Aldar Properties plans to develop more mid-market residential homes in Abu Dhabi and focus on boosting recurring income, its chief financial officer said after second- quarter revenue tumbled.
The builder of the Ferrari theme park posted a 5.7% decline in second-quarter profit to 620mn dirhams ($169mn) as revenue declined 20% to 1.35bn dirhams, according to a company statement. Still, net income beat the 582mn-dirham average estimate of two analysts on Bloomberg.
Projects like The Bridges, which caters to households with monthly income of 20,000 dirhams to 30,000 dirhams, represent a “rich vein of business delivering underserved, middle-income product in investment zones in Abu Dhabi,” CFO Greg Fewer said in an interview with Bloomberg TV. “There is more of that to come.”
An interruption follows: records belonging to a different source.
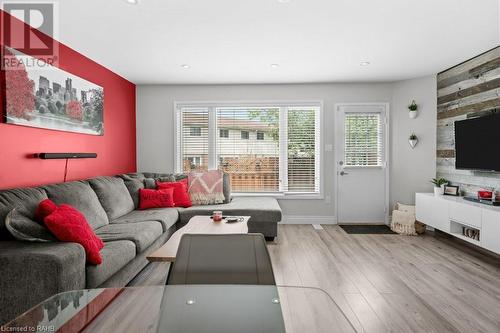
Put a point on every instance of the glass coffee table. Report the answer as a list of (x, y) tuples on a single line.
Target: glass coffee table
[(186, 308)]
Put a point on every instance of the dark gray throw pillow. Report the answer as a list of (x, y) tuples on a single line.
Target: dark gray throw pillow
[(25, 229), (80, 195), (133, 184), (113, 196), (150, 183)]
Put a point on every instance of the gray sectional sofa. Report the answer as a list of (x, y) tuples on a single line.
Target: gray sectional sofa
[(33, 271)]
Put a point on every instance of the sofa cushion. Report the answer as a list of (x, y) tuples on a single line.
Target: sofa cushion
[(156, 198), (166, 216), (25, 200), (115, 255), (142, 234), (81, 196), (134, 182), (261, 209), (25, 229), (113, 196)]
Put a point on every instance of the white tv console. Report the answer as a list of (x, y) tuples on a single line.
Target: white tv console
[(450, 214)]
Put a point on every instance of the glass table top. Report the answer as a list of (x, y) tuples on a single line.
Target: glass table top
[(186, 308)]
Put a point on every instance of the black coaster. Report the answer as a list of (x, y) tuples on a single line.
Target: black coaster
[(366, 229)]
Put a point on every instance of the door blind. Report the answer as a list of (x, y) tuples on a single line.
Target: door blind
[(363, 139)]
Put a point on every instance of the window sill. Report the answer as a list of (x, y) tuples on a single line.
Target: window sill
[(282, 196), (363, 167)]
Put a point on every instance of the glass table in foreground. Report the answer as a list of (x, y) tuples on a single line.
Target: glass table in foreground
[(186, 308)]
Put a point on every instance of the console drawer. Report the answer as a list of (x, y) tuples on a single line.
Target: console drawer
[(467, 214)]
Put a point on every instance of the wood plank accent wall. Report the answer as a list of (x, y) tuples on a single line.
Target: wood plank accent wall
[(470, 87)]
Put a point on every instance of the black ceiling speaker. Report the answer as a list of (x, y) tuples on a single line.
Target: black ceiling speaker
[(55, 156)]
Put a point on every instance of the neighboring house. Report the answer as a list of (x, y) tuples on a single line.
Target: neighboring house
[(235, 139)]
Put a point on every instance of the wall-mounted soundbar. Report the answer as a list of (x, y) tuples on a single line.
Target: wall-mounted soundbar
[(55, 156)]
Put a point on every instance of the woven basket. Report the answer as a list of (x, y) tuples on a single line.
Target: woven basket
[(419, 227)]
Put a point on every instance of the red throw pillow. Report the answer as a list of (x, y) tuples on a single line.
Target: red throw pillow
[(44, 209), (181, 195), (156, 198), (69, 225)]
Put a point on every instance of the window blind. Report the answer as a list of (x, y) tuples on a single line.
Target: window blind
[(252, 163), (363, 139), (302, 151), (264, 149), (194, 142)]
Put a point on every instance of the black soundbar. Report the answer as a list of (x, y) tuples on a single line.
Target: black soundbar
[(55, 156)]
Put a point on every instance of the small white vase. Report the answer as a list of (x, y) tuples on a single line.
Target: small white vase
[(438, 191), (413, 143)]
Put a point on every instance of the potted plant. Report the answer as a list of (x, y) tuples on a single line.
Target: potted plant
[(413, 109), (439, 184), (413, 140)]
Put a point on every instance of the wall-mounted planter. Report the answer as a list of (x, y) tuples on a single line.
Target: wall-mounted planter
[(413, 140), (413, 107), (413, 143)]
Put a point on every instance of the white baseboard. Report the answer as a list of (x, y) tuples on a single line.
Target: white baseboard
[(308, 219)]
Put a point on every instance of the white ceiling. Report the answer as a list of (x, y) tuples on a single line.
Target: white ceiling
[(236, 41)]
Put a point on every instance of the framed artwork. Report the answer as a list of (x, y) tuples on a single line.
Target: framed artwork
[(51, 98), (452, 190)]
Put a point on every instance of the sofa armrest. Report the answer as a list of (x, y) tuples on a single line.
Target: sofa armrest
[(32, 272)]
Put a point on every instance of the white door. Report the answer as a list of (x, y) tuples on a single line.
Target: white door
[(361, 155)]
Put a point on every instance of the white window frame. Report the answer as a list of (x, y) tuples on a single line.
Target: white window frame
[(213, 134)]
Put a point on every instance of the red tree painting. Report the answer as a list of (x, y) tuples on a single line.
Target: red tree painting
[(74, 110), (19, 90)]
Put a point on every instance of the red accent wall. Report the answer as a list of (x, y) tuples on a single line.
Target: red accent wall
[(116, 150)]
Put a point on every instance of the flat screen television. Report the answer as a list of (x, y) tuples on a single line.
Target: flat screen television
[(477, 143)]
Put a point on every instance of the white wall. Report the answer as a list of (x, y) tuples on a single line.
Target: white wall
[(411, 169)]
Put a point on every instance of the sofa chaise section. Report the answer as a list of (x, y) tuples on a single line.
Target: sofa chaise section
[(265, 213)]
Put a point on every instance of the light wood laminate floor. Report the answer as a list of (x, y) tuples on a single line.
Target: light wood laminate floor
[(386, 283)]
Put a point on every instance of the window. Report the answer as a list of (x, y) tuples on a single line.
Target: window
[(189, 145), (195, 131), (224, 134), (283, 157), (254, 166), (302, 150), (363, 139)]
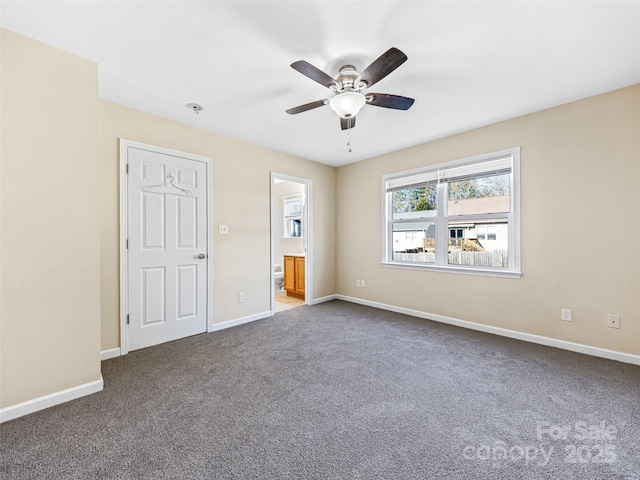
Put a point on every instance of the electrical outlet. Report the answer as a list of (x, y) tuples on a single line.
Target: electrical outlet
[(613, 321)]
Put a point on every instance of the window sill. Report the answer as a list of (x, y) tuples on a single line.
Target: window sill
[(486, 272)]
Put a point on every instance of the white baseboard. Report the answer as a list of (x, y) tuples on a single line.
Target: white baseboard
[(111, 353), (527, 337), (238, 321), (46, 401), (328, 298)]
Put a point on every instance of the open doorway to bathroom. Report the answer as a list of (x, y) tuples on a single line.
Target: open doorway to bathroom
[(291, 224)]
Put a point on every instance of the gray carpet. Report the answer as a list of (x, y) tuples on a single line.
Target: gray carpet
[(340, 391)]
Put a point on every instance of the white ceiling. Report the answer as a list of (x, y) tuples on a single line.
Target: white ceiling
[(470, 63)]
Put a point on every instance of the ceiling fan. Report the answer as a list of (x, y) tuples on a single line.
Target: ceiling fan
[(349, 84)]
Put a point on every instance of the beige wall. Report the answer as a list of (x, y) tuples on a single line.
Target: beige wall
[(241, 194), (580, 214), (50, 312)]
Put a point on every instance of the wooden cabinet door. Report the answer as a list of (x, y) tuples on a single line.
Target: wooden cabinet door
[(300, 275), (289, 274)]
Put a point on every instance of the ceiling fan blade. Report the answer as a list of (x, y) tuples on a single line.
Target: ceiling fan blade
[(314, 73), (307, 106), (389, 101), (382, 66), (347, 123)]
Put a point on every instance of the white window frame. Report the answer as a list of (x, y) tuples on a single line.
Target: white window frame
[(442, 219)]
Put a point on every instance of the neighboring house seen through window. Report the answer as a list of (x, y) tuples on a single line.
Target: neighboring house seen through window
[(458, 216)]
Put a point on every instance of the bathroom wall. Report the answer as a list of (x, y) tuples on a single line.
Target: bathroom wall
[(284, 246)]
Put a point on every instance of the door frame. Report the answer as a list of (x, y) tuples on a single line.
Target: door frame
[(124, 234), (308, 238)]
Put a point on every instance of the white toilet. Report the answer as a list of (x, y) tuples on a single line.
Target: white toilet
[(278, 277)]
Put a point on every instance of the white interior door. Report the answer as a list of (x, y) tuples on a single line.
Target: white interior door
[(167, 237)]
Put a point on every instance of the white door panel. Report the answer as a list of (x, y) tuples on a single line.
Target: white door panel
[(167, 237)]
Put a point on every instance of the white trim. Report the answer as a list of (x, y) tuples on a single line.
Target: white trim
[(307, 236), (239, 321), (111, 353), (442, 218), (527, 337), (483, 271), (124, 267), (46, 401), (328, 298)]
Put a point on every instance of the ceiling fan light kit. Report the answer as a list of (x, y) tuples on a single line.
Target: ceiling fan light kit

Aldar, partly owned by an Abu Dhabi sovereign wealth fund, has been boosting its recurring income, with money generated from malls, hotels, leased homes and offices, to guard against volatility in residential sales. The company had an occupancy rate of about 90% across its residential and office portfolio as well as Yas Mall. Occupancy in hospitality was 78%.
Abu Dhabi’s largest developer continues to assess opportunities for “high-quality assets to grow recurring revenues,” it said in the statement.
The shares of Aldar have declined 11% this year, compared with a gain of 1.4% for Abu Dhabi’s benchmark index.